The council then sought an advisory opinion from the Nebraska Accountability and Disclosure Commission declaring the practice of firefighters soliciting funds for charities such as the “Fill-The-Boot Drive” for the MDA to be illegal. The Commission (Scrooge in Scene II) obliged, ruling that such fundraising violated Nebraska Revised Statutes § 49-14,101.01, which states

A public official or public employee shall not use or authorize the use of personnel, resources, property or funds under his or her official care and control other than in accordance with prescribed constitutional, statutory and regulatory procedures…

Here is the Commission’s ruling, issued on March 12, 2010

In anticipation of the annual Labor Day Jerry Lewis Telethon for MDA, the Nebraska Professional Firefighters Association filed suit on August 19, 2010 in Lancaster County District Court to challenge the Commission’s advisory opinion, and order it to be withdrawn. The District Court (Scrooge in Scene III) dismissed the case finding it lacked jurisdiction, and the Nebraska Court of Appeals (Scrooge in Scene IV) affirmed on slightly different grounds. The case went to the Nebraska Supreme Court who issued their ruling last Friday.

Here is a copy: Nebraska Fill the Boot Case

The court essentially concluded that while the District Court and Court of Appeals were right that the Firefighters had to lose, they were not entirely right with their reasoning. The real grounds for the Firefighters to lose was that an advisory opinion was not a “final decision”, and only final decisions can be appealed. Said another way – the Firefighters had not exhausted their administrative remedies. They had the opportunity to challenge the advisory opinion before the Commission. Only after the Commission had ruled on their specific challenge would there be a final decision from which the Firefighters could lawfully appeal.

So where does that leave firefighters in Nebraska who want to help Jerry’s Kids?
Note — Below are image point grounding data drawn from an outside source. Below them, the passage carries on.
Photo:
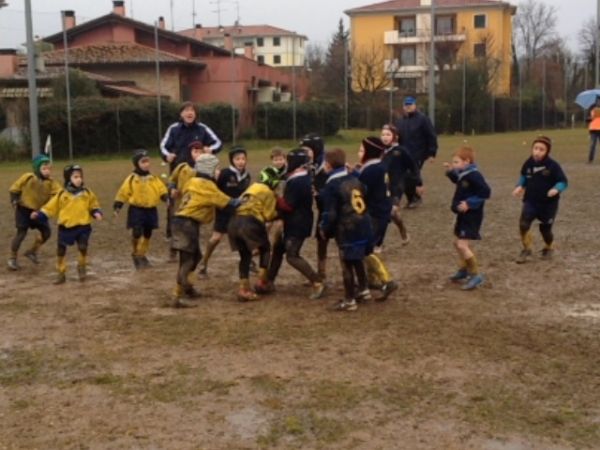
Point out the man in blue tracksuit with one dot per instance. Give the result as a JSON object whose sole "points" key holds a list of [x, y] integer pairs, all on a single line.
{"points": [[175, 144], [416, 133]]}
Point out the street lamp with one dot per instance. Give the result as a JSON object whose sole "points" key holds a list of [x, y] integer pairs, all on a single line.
{"points": [[391, 90]]}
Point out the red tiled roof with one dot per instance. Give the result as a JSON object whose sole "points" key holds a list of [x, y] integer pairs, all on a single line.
{"points": [[115, 53], [415, 4], [238, 30]]}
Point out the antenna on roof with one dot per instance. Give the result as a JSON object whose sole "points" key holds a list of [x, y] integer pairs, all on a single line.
{"points": [[172, 18], [193, 13]]}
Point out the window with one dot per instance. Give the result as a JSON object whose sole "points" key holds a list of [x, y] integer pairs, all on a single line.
{"points": [[479, 50], [408, 55], [408, 26], [444, 25], [479, 21]]}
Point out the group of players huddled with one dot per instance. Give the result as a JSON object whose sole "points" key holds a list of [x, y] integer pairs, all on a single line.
{"points": [[272, 217]]}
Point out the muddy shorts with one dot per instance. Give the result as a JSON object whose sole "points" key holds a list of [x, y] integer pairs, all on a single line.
{"points": [[185, 234], [80, 234], [146, 218], [467, 225], [247, 230]]}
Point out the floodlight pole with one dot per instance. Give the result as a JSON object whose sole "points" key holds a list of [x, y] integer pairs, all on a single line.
{"points": [[34, 125], [68, 86], [432, 67]]}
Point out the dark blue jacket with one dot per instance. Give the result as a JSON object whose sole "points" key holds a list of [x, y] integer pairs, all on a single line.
{"points": [[379, 203], [232, 183], [470, 187], [399, 165], [539, 177], [345, 216], [180, 135], [296, 206], [416, 133]]}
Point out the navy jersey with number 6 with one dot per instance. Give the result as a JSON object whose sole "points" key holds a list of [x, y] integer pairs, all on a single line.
{"points": [[345, 215]]}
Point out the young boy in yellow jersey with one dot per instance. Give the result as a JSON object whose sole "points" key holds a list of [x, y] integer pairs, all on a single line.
{"points": [[200, 198], [182, 173], [29, 193], [143, 191], [248, 232], [74, 206]]}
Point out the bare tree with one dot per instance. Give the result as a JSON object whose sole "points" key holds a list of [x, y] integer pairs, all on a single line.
{"points": [[535, 25]]}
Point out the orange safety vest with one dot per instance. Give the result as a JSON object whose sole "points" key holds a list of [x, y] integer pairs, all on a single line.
{"points": [[595, 122]]}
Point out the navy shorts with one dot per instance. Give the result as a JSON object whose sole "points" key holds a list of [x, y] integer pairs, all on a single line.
{"points": [[544, 212], [146, 218], [247, 231], [69, 236], [467, 226], [379, 227], [222, 219], [185, 235], [23, 219]]}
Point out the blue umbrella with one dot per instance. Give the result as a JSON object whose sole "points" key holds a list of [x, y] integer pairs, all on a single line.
{"points": [[586, 99]]}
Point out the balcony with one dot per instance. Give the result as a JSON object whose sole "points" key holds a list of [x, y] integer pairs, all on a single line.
{"points": [[393, 67], [396, 37]]}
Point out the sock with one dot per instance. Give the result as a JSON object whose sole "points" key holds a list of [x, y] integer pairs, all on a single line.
{"points": [[376, 267], [82, 260], [36, 244], [61, 265], [526, 239], [472, 265], [210, 248], [135, 244], [142, 246], [262, 274]]}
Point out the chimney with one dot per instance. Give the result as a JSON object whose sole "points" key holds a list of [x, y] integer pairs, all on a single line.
{"points": [[69, 19], [249, 50], [228, 43], [9, 62], [119, 8]]}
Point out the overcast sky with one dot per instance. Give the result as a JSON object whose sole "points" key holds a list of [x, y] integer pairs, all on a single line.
{"points": [[316, 19]]}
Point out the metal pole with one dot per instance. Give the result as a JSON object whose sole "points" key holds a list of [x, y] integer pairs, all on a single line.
{"points": [[233, 133], [346, 83], [566, 93], [158, 88], [597, 85], [463, 106], [294, 131], [543, 94], [68, 87], [432, 67], [34, 125], [520, 97]]}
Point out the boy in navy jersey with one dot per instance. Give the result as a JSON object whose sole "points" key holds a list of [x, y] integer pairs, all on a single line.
{"points": [[295, 208], [346, 219], [541, 183], [467, 203], [232, 181]]}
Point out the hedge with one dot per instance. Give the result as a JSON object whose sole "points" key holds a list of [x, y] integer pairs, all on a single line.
{"points": [[102, 125], [275, 120]]}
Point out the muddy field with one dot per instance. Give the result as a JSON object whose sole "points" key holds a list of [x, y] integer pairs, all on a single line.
{"points": [[513, 365]]}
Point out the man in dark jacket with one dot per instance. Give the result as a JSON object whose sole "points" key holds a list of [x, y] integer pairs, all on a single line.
{"points": [[174, 146], [416, 133]]}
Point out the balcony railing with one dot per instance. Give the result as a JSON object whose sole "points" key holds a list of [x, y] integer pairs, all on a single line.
{"points": [[419, 36]]}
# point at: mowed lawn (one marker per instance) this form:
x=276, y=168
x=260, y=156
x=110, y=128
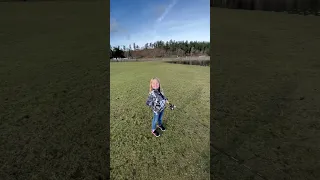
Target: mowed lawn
x=266, y=78
x=182, y=151
x=53, y=91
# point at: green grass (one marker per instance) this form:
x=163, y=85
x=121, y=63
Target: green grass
x=53, y=80
x=182, y=152
x=266, y=74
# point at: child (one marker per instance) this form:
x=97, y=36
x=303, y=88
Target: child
x=157, y=102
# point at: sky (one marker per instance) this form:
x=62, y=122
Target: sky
x=145, y=21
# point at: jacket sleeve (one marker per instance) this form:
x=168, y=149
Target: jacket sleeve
x=164, y=96
x=150, y=100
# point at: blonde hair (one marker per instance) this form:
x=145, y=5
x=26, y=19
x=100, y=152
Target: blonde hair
x=157, y=79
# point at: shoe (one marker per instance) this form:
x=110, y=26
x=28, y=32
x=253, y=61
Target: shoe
x=162, y=128
x=155, y=133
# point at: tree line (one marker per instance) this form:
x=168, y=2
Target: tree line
x=291, y=6
x=161, y=49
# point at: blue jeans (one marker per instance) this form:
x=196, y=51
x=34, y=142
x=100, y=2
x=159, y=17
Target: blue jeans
x=157, y=118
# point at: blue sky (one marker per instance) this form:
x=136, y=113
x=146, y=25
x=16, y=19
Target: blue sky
x=142, y=21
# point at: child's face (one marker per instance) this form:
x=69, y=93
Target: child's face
x=155, y=84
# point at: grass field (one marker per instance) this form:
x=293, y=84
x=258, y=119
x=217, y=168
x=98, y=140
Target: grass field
x=53, y=90
x=266, y=74
x=182, y=152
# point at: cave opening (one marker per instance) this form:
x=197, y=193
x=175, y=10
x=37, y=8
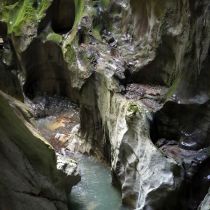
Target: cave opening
x=46, y=73
x=63, y=16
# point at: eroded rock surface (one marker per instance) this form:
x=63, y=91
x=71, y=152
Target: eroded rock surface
x=140, y=72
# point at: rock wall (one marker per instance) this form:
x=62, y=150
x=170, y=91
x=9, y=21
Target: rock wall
x=29, y=177
x=139, y=70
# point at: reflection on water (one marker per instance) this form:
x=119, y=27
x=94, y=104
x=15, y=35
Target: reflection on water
x=95, y=191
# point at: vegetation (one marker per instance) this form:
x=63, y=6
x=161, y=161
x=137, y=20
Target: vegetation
x=23, y=12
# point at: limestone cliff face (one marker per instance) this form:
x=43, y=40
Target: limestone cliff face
x=29, y=177
x=140, y=72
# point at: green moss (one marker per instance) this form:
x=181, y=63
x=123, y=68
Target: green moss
x=57, y=38
x=70, y=55
x=105, y=3
x=133, y=108
x=22, y=12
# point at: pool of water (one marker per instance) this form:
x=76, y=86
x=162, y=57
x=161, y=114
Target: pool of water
x=95, y=191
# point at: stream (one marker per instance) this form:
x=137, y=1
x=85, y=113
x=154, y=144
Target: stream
x=56, y=119
x=95, y=191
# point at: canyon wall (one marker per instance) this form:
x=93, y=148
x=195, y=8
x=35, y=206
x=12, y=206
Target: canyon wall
x=140, y=72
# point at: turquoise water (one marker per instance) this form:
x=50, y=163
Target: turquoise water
x=95, y=191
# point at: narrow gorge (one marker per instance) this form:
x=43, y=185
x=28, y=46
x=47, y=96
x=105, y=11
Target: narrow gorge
x=105, y=105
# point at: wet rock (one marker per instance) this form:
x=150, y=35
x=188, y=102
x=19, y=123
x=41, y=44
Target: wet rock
x=33, y=181
x=63, y=15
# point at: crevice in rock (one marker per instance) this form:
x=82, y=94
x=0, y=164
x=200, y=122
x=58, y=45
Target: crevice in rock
x=63, y=15
x=46, y=71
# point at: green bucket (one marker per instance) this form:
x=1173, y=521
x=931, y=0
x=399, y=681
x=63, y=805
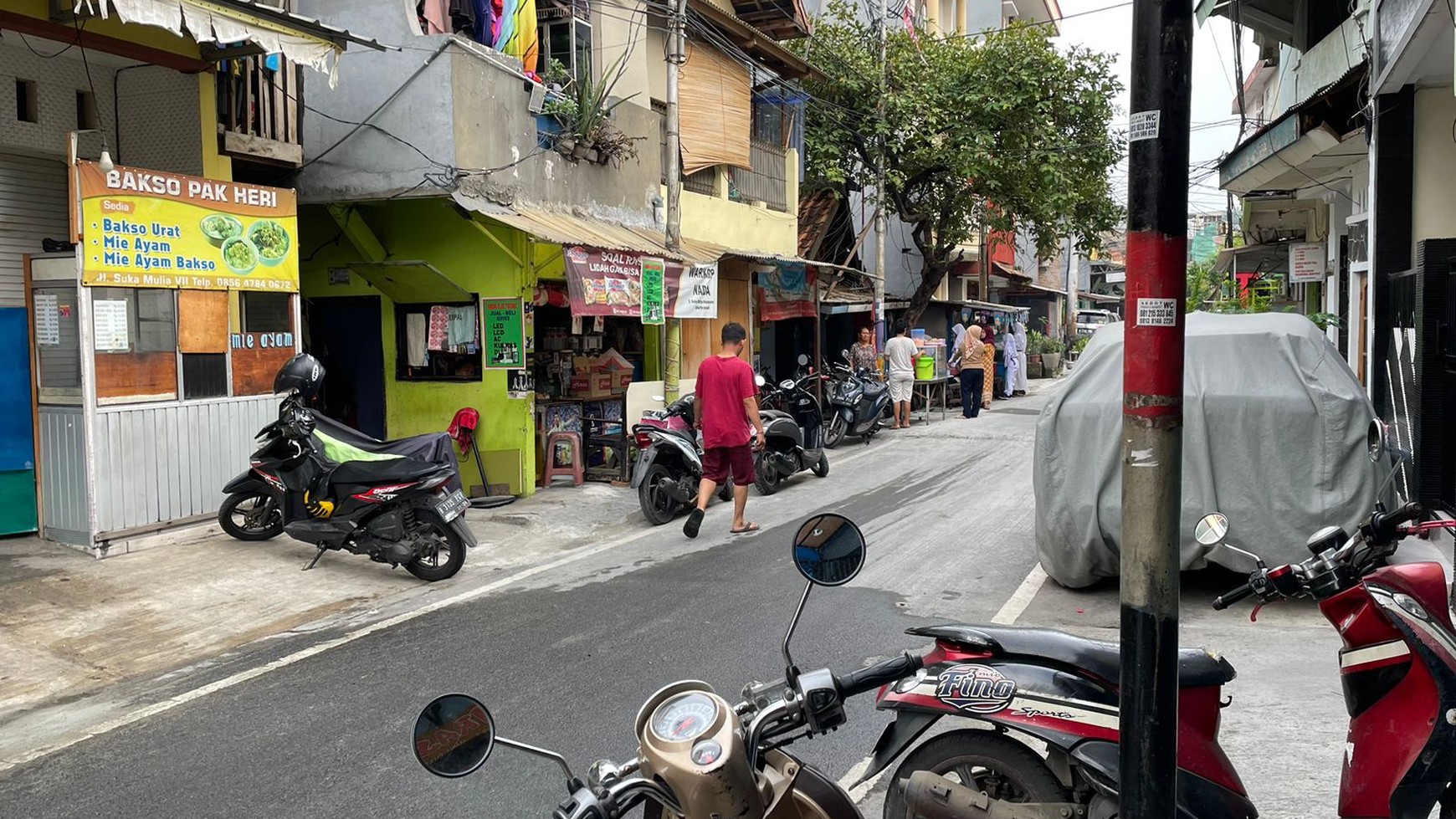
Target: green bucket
x=925, y=368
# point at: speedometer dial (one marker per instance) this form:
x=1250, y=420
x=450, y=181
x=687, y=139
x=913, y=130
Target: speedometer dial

While the headlines indicate that the Nebraska Supreme Court was the biggest Scrooge of all, if you read the case it certainly is not as bad as many make it sound. The Nebraska Supreme Court did not “outlaw” fill-the-boot drives – it just ruled that the advisory opinion needs to be challenged via a different route. The Firefighters can make that challenge directly to the Commission if they so choose. They just cannot contest an advisory opinion in court.

In the meantime, Jerry Lewis has cut back substantially in the telethon. In 2011 for the first time he turned over the reins to others to host and the show was trimmed back from over 20 hours down to 6.

Comments - Add Yours

  • Harold C. Cohen

    Curt

    So, it appears that the NSC rules that the lower courts erred by providing a ruling on something that did not have the force of law.

    Would this mean that if the union exhausts its administrative remedies, or a final decision is published, that the union could refile the case at the district court level.

    Since there was essentially no case, then rex judicata would not prohibit a refiling (provided other legal requirements were met).

  • http://firelawblog.com Curt Varone

    Dr. Cohen

    Your conclusion is correct – there is nothing that would prohibit the union from taking the case back to the Commission – and asking for a ruling (as opposed to an advisory opinion).

    Assuming the Commission issues a ruling that is consistent with their advisory opinion (highly likely) the union could appeal to the district court.

    That would give the district court the opportunity to decide the case based on the “merits”… whereas they previously decided it based on whether they had “jurisdiction” to hear the case.

    It no doubt seems like a waste of time – but the principle that underlies “exhaustion of remedies” and the need for a “final decision” in order to appeal are foundational principles in the law.

    Also – I am not sure the district court erred in the NSC’s eyes – they just decided the cases on slightly different grounds. The end result was the same.